The true potential of Predictive Healthcare comes from the knowledge of the interactions between the genes and the environment. While certain monogenic and rare genetic disorders are wholly gene linked; lifestyle diseases like diabetes and hypertension and some cancers have both a genetic and the environmental component to it.
It hence, becomes important to not only know the polymorphisms in a gene but also how the set of polymorphisms react to a given environment thus increasing or reducing the chance of a disease occurring. An individual can’t change her gene but she can change her environment, which is the food that she eats, the air she breathes, and where her location is—in other words, the very environment in which the gene is expressing itself. And, it is only through a full understanding of the environment, and of the gene, that a correct prediction can be reached.

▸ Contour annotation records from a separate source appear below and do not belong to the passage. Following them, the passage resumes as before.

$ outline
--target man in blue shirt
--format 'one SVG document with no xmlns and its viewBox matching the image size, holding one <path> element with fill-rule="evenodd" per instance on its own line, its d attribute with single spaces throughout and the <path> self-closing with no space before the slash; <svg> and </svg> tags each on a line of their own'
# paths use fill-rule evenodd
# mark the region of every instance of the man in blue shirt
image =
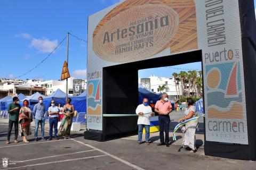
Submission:
<svg viewBox="0 0 256 170">
<path fill-rule="evenodd" d="M 48 108 L 48 113 L 49 114 L 49 125 L 50 125 L 50 132 L 49 132 L 49 140 L 52 140 L 52 128 L 53 125 L 54 125 L 54 137 L 56 140 L 58 140 L 59 138 L 57 136 L 58 133 L 58 117 L 59 117 L 59 113 L 60 109 L 59 107 L 55 106 L 55 101 L 52 100 L 51 101 L 51 106 Z"/>
<path fill-rule="evenodd" d="M 44 114 L 45 113 L 45 106 L 43 104 L 43 97 L 38 97 L 38 103 L 34 107 L 33 114 L 35 116 L 36 128 L 35 129 L 35 140 L 38 141 L 37 131 L 38 130 L 39 124 L 41 125 L 42 140 L 46 140 L 44 138 Z"/>
</svg>

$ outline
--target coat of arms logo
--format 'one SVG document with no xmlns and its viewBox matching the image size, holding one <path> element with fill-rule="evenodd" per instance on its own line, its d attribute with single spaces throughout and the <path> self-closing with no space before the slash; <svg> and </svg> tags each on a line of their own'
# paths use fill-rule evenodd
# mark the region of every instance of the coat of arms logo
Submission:
<svg viewBox="0 0 256 170">
<path fill-rule="evenodd" d="M 8 167 L 8 158 L 2 158 L 3 160 L 3 167 L 4 168 L 7 168 Z"/>
</svg>

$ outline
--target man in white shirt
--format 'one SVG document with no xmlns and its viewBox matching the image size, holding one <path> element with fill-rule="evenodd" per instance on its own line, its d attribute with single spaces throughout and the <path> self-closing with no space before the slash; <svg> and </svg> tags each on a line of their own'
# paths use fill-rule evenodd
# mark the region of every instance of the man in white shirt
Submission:
<svg viewBox="0 0 256 170">
<path fill-rule="evenodd" d="M 49 114 L 49 140 L 52 140 L 52 128 L 54 125 L 54 136 L 56 140 L 58 140 L 57 136 L 58 133 L 58 117 L 59 116 L 59 113 L 60 109 L 58 106 L 55 106 L 55 101 L 52 100 L 51 101 L 51 106 L 48 108 L 48 113 Z"/>
<path fill-rule="evenodd" d="M 143 128 L 145 128 L 145 141 L 147 145 L 149 144 L 149 126 L 150 121 L 149 117 L 154 115 L 151 107 L 149 106 L 148 100 L 147 98 L 143 99 L 143 103 L 138 106 L 136 109 L 136 114 L 139 115 L 138 118 L 138 126 L 139 128 L 138 134 L 138 143 L 142 143 Z"/>
</svg>

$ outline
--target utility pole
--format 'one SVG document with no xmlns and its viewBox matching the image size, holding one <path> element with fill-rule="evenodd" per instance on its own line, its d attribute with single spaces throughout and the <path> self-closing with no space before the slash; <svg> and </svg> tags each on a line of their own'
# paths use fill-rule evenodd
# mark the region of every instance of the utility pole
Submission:
<svg viewBox="0 0 256 170">
<path fill-rule="evenodd" d="M 69 36 L 69 32 L 68 32 L 67 33 L 67 64 L 68 65 L 68 37 Z M 66 101 L 68 99 L 68 79 L 66 79 Z"/>
</svg>

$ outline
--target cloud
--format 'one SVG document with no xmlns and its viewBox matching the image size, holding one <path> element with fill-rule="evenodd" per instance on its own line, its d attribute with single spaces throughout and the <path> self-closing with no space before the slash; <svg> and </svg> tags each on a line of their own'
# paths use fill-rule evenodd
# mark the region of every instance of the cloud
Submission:
<svg viewBox="0 0 256 170">
<path fill-rule="evenodd" d="M 12 74 L 10 74 L 9 75 L 8 75 L 8 78 L 9 79 L 12 79 L 14 77 L 14 74 L 13 73 Z"/>
<path fill-rule="evenodd" d="M 124 1 L 125 0 L 111 0 L 110 2 L 111 2 L 111 3 L 112 3 L 113 4 L 116 4 L 117 3 L 121 2 L 123 2 L 123 1 Z M 107 2 L 107 0 L 100 0 L 100 2 L 102 3 L 105 4 Z"/>
<path fill-rule="evenodd" d="M 35 79 L 35 80 L 40 80 L 40 81 L 44 81 L 44 76 L 43 75 L 38 75 L 37 76 L 36 76 L 35 77 L 34 79 Z"/>
<path fill-rule="evenodd" d="M 20 34 L 17 34 L 15 35 L 16 37 L 22 37 L 25 39 L 31 39 L 32 38 L 32 36 L 27 33 L 21 33 Z"/>
<path fill-rule="evenodd" d="M 86 69 L 75 70 L 72 72 L 72 76 L 76 78 L 86 78 Z"/>
<path fill-rule="evenodd" d="M 30 58 L 30 55 L 29 54 L 25 54 L 23 56 L 23 58 L 24 60 L 28 60 Z"/>
<path fill-rule="evenodd" d="M 50 53 L 57 45 L 58 40 L 50 40 L 48 38 L 43 37 L 42 39 L 33 38 L 29 47 L 38 49 L 39 53 Z"/>
<path fill-rule="evenodd" d="M 115 4 L 119 2 L 122 2 L 123 1 L 124 1 L 124 0 L 111 0 L 111 2 L 112 4 Z"/>
<path fill-rule="evenodd" d="M 80 45 L 80 47 L 81 47 L 82 48 L 86 48 L 87 46 L 86 46 L 85 45 L 84 45 L 84 44 L 81 44 L 81 45 Z"/>
</svg>

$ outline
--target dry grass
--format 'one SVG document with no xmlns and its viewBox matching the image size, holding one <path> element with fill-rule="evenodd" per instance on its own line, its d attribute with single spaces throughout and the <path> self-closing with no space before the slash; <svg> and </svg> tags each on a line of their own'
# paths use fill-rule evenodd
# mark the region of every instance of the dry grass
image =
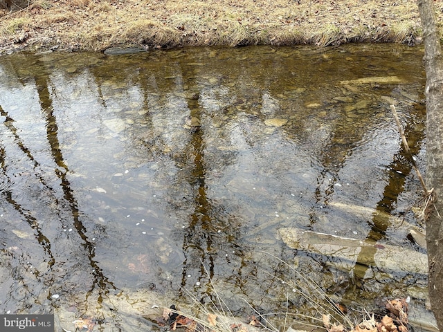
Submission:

For instance, an individual might have a genetic disposition to a certain disease but if he is able to maintain a balanced and healthy lifestyle, that disease might never manifest itself in him. If, though, he is not genetically disposed to a specific disorder but has a lifestyle that’s out of sync by a long way, there’s every chance he could end up being affected by that very disorder. Therefore, a complete 360 degree view of the individual is necessary to correctly prognose a condition and develop interventions to rehabilitate or prevent the disorder in question.
Changing the game
Not surprisingly, India lags behind the west by around a decade, but it is catching up. The market for predictive healthcare is growing at 30 percent, with the number of genetic tests increasing as the cost of each test comes down. Further, tests which once took weeks can now be done in a matter of hours. The technology may be out of reach of the majority but it will, hopefully, become more accessible—and more affordable—to a bigger chunk of the Indian population in the next 10 years.
Yet, to scale up predictive healthcare and make it more effective, much more biological data needs to be gathered to build a gene pool that can guarantee consistent, and consistently reliable, predictions, to the point where incurable ailments like cancer—even heart attacks and strokes—can be prognosed, detected and diagnosed as early as possible. Further, every intervention would have to be tailored for the patient, according to her body, lifestyle and previous medical history.
While nothing, not even the most advanced technology, can forecast any outcome with 100 percent precision, predictive healthcare gets close. At a time when Indians in their thousands, having lived through a pandemic, have had to deal with mortality on an almost daily basis, leaving them more wary—paranoid, even—about their health, such certitude is comforting.
For, the lack of a diagnosis creates uncertainty, while an incomplete prognosis only increases concerns for the patient and their family. Predictive healthcare does away with all the ambiguity and doubt. Early diagnosis and better prognosis paves the way to preventive or curative treatment. Meanwhile, at a national level, an overall improvement in a country’s health indices can only lead to an uptick in life expectancy.
To conclude, there’s plenty going for predictive analysis in the domain of Indian healthcare. The challenge will be to bring millions more into the ambit of genetic testing, which will add to the gene database that already exists, and widen the scope of predictive profiling. The more genetic diversity there is in the database, the better the chances of predictive healthcare being successful in India. Truly, predictive analysis can lead the way to a healthier India.